Now if I want to continue the training from epochs=10 to epochs=20, I know I can load the model state with adding ckpt_path during trainer.fit(), also update the config with allow_val_change setting to True. However, there is still a new additional run folder created, e.g., ./wandb/run-20230202_104000.


My questions are:

  • I want to keep saving or update things in the original run folder ./wandb/run-20230101_102000.
  • Also is there any way to name the run folder, for example, change ./wandb/run-20230101_102000 to ./wandb/my_toy_run. I have tried keywords like dir or save_dir already, but seems not right.
  • If I delete the project in wandb ai (without delete folders in ./wandb), then continue training from epoch=10 to epoch=20, It will log only from epoch=10~20. Is there any way to still get the previous log from epoch=0~10? I have tried to look up Save & Restore Files or Resume Runs, but unfortunately I couldn’t figure it out.
  • If I want to see each epochs log (e.g., accuracy and loss) in my local, which file should I look for?

Thanks for reading and I apologize if I couldn’t make things clear.

Best wishes,
Yian

Hi @ntuyianchen, thanks for writing in and for sharing this detailed explanation of your use-case! Answering your questions:

  • This is not possible at the moment as every time you resume a run a new folder is created run-date_time (this name is not mutable either other than manually) although the run is the same. This is useful to be able to track easily the different processes.
  • You cannot resume a run at a previous step, it will only be resumed from the last step. The intention of this is to avoid overwritting previous logged data.
  • Log metrics are not saved locally (other than the last epoch in files/wandb-metadata.json), but they are accesible through our public API by accesing run.history(). Here you can have a look at the documentation on how to do this.
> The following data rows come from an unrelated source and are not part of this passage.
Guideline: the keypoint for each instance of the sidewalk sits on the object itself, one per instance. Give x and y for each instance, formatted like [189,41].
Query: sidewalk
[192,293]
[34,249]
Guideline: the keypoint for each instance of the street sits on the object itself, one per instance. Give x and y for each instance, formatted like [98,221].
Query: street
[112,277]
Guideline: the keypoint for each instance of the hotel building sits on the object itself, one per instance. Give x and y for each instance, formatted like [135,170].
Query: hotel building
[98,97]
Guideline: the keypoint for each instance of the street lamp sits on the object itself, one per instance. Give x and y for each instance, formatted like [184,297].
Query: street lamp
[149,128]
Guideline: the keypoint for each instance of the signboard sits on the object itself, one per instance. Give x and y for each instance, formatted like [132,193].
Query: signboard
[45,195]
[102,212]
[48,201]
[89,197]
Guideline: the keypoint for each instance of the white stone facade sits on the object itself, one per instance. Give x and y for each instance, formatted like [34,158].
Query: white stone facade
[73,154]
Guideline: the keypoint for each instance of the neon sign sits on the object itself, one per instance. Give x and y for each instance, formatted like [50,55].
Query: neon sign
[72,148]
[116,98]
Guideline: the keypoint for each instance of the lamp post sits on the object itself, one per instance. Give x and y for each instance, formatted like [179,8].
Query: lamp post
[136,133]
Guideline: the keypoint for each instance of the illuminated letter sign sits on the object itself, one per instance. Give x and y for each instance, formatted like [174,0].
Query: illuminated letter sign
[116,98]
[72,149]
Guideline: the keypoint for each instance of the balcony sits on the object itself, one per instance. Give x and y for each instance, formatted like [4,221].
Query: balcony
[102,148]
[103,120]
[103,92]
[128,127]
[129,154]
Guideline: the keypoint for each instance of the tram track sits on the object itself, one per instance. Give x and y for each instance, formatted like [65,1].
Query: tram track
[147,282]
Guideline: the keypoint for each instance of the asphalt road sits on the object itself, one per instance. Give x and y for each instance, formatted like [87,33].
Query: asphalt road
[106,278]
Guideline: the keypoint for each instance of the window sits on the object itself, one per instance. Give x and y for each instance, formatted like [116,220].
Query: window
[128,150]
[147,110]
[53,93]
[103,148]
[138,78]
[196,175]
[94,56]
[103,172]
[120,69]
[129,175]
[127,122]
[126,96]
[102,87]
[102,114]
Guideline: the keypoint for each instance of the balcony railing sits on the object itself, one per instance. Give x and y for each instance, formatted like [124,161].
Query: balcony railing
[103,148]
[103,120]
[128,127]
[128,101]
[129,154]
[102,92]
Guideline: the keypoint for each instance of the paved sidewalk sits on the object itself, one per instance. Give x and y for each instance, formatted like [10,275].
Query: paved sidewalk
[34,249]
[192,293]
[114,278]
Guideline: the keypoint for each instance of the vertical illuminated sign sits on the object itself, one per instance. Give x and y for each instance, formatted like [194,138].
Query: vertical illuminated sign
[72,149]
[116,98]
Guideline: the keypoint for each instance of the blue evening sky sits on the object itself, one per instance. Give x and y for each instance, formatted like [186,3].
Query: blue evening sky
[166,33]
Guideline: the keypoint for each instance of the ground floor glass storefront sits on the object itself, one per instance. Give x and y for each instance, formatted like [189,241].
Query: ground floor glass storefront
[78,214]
Please let me know if these answers would be useful. Also, if you would like to have any of these features available, feel free to explain which ones and I will create a new request!

Hi @luis_bergua1 , thanks for the concrete reply! It’s really helpful and now I can understand why and how wandb designed this way. The run.history() is really the thing I was looking for, thank you very much!

Thanks to wandb team for making this awesome package and documentations. I have one thing that’s irrelevant to our discussion. I found that the text format seemed to be wrong at here (the table for Arguments and Returns don’t break new lines correctly in my Mac Safari, which makes it a little hard to read.) This is not really an immediate big deal and I think it can be fixed in the future some day :slight_smile: .

Cheers!

Hi @ntuyianchen, great to see that run.history() works for you! Thank you very much for the kind feedback, we really appreciate it! Regarding the table in the docs, I am not fully understanding you, would you like to have a different align foe the text/have it justified?

Hi @luis_bergua1 , sorry for my ambiguous feedback. I was expecting that the argument should be something like

samples (int, optional): The number …
pandas (bool, optional): Return …
keys (list optional): Only return …

Since without line-breaking, it’s quite hard to find the argument at first sight.

Thanks a lot for clarifying @ntuyianchen! I see the issue now, I’ll report it!